Often there will be a "compelling state interest" in taking steps to prevent those who have shown a willingness to break the law from being allowed close to Internationally Protected Persons, as they might act unlawfully again. The difficulty facing the police when they control the release of an accused is determining the proper nature and extent of any restrictions they may choose to impose. This is a complex task, as it requires the police to assess the factors listed in Collins; namely, the "nature of the offence, the accused's criminal record or other information tending to show violence or anti-social behaviour of a dangerous nature on his behalf, and all the surrounding circumstances." They must also ensure that restrictions further a "compelling state interest," are "precisely drawn without any unnecessary erosion of rights" and are not imposed on a "speculative concern of danger."

As a general rule, for example, a person charged with obstructing a police officer in the course of civil disobedience during a passive political protest should not be burdened by the same restrictions as might be placed on a protester who commits a deliberate and serious assault.
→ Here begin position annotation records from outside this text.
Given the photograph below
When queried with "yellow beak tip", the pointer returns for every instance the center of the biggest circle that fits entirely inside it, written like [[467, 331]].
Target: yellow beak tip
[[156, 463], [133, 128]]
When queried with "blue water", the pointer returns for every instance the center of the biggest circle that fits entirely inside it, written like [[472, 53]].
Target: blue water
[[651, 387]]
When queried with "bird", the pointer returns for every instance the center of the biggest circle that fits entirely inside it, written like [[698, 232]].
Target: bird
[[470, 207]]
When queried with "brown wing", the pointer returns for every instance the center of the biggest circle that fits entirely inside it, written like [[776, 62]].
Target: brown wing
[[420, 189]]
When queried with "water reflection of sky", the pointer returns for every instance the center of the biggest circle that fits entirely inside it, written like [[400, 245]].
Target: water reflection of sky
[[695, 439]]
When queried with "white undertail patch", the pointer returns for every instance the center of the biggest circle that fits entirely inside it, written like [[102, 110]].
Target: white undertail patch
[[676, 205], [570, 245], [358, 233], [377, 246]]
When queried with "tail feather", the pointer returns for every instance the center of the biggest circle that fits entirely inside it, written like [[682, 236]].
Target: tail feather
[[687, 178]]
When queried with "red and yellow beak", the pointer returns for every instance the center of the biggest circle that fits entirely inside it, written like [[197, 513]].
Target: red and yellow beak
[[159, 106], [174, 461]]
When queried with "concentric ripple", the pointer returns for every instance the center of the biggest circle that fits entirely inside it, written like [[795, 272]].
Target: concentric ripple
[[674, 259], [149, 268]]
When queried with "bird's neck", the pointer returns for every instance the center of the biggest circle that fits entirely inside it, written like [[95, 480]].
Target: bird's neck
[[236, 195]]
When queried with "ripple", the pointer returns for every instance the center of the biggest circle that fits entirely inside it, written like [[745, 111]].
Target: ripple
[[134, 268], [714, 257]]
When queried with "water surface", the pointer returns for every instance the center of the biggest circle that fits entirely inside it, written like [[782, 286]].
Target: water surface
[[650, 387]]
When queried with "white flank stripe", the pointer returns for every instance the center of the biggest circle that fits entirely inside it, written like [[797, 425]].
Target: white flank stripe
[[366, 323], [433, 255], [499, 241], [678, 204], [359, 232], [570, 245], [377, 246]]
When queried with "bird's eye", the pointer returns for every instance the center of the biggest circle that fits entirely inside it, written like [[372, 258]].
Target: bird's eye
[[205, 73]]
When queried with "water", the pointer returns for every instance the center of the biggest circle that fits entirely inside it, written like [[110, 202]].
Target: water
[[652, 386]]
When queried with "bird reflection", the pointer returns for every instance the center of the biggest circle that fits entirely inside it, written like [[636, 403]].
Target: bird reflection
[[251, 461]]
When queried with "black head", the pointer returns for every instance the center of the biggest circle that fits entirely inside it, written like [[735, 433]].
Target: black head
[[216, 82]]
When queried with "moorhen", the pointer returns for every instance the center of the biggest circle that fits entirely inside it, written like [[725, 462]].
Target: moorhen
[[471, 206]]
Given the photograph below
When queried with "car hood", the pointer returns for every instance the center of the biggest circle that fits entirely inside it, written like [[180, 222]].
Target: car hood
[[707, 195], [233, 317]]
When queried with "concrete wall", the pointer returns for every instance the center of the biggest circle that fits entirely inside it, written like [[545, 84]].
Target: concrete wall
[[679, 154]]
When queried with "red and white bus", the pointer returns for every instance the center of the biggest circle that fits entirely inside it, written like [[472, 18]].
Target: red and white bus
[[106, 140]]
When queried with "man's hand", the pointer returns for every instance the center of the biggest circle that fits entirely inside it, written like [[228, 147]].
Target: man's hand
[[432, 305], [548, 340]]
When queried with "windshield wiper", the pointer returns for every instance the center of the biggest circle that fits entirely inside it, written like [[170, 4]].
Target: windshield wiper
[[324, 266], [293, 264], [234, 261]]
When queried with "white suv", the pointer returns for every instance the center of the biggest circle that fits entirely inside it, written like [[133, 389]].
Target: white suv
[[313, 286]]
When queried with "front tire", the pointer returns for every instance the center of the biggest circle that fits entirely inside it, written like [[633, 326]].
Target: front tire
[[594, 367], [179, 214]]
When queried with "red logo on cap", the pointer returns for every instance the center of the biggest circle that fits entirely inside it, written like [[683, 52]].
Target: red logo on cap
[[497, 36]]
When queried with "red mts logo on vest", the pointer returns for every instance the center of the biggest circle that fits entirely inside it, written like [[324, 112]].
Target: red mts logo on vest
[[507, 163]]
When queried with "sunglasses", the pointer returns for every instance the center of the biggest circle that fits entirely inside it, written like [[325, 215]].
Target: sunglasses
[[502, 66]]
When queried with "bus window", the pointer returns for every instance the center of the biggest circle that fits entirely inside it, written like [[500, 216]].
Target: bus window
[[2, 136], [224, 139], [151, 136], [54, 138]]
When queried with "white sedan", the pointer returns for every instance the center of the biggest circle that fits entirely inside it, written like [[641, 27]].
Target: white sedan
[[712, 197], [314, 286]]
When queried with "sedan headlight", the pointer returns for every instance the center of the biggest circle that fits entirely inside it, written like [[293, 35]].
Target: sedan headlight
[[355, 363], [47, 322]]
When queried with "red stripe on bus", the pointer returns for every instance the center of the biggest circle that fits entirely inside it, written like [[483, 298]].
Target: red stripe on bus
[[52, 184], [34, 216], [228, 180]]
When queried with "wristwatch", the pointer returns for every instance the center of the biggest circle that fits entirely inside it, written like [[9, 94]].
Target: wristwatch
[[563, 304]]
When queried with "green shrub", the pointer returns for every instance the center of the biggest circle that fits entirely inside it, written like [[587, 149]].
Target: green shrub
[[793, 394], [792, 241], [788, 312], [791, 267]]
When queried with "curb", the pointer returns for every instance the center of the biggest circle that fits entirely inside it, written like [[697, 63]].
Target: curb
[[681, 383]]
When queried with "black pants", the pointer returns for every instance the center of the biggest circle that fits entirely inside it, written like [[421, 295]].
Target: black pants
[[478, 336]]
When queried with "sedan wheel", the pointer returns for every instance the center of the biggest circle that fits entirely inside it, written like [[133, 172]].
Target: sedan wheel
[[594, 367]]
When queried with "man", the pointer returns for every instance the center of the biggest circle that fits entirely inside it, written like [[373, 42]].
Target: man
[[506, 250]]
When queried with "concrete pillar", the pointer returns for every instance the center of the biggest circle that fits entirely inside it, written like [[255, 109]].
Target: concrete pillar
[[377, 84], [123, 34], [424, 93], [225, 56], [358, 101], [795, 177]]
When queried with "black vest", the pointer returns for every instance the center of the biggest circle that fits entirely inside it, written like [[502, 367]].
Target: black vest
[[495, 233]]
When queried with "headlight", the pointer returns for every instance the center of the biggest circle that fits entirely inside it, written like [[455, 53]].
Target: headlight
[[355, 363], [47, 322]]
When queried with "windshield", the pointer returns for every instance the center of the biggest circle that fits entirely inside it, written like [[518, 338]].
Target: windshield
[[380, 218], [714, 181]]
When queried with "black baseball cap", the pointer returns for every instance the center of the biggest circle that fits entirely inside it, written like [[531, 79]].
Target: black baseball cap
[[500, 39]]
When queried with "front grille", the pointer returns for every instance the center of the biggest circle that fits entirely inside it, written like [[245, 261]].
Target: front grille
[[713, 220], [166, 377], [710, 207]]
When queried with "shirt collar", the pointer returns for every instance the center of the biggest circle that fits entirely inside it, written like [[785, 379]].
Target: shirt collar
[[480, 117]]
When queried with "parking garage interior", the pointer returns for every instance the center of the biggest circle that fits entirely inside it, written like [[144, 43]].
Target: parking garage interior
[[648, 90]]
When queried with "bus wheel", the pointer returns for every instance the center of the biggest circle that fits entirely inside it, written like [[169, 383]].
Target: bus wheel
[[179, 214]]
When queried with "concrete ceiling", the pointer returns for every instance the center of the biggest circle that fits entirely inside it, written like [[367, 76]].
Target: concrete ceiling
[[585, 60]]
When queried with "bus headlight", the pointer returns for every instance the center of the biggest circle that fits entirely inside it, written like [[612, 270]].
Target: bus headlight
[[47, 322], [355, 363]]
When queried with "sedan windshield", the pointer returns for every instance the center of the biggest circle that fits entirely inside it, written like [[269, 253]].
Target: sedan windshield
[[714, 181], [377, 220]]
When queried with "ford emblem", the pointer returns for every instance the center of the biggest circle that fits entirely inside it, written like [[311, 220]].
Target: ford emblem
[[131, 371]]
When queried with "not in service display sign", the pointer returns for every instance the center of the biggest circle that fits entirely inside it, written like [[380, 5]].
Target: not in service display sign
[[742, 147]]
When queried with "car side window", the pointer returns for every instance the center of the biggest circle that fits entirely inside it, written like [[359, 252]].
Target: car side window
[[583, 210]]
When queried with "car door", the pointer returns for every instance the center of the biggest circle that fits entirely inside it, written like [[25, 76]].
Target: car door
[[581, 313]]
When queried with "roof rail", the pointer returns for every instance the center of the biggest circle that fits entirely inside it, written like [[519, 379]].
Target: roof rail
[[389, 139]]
Clearly, the protester who commits such an assault presents a greater risk to Internationally Protected Persons than does a passive protester and, therefore, stricter conditions may well be justified. From a practical point of view, however, can the RCMP reasonably be expected, on the spot, to tailor each undertaking document to the degree of risk presented by each accused person and account for all of the surrounding circumstances without unnecessarily eroding Charter rights, all without the benefit of prior legal advice?

In the present case, the reality is that, given the magnitude of the anticipated protests, the RCMP quite rightly expected that people would be arrested and would be released on conditions. Therefore, they attempted to draw up a "catch-all" document, which prisoners were ultimately, and indiscriminately, required to sign. It was not vetted in advance by Crown Counsel and it was never intended to be used by an Officer in Charge.

If a police officer prepares an undertaking document before the fact, without knowledge of the specific offence in question and the background of the accused, and without the benefit of legal advice, it will be a rare case indeed where the undertaking will properly account for the considerations referred to in Collins. Therefore, my view is that the RCMP should, wherever possible, ensure that their undertaking documents have been prepared, or at least vetted, by Crown Counsel or a Department of Justice lawyer. Even this measure will not guarantee that the restrictions will suit the specific circumstances of each prisoner. Unfortunately, that practice was not followed in this case and, as a result, accused persons were required to sign a document which unreasonably restricted their personal freedoms.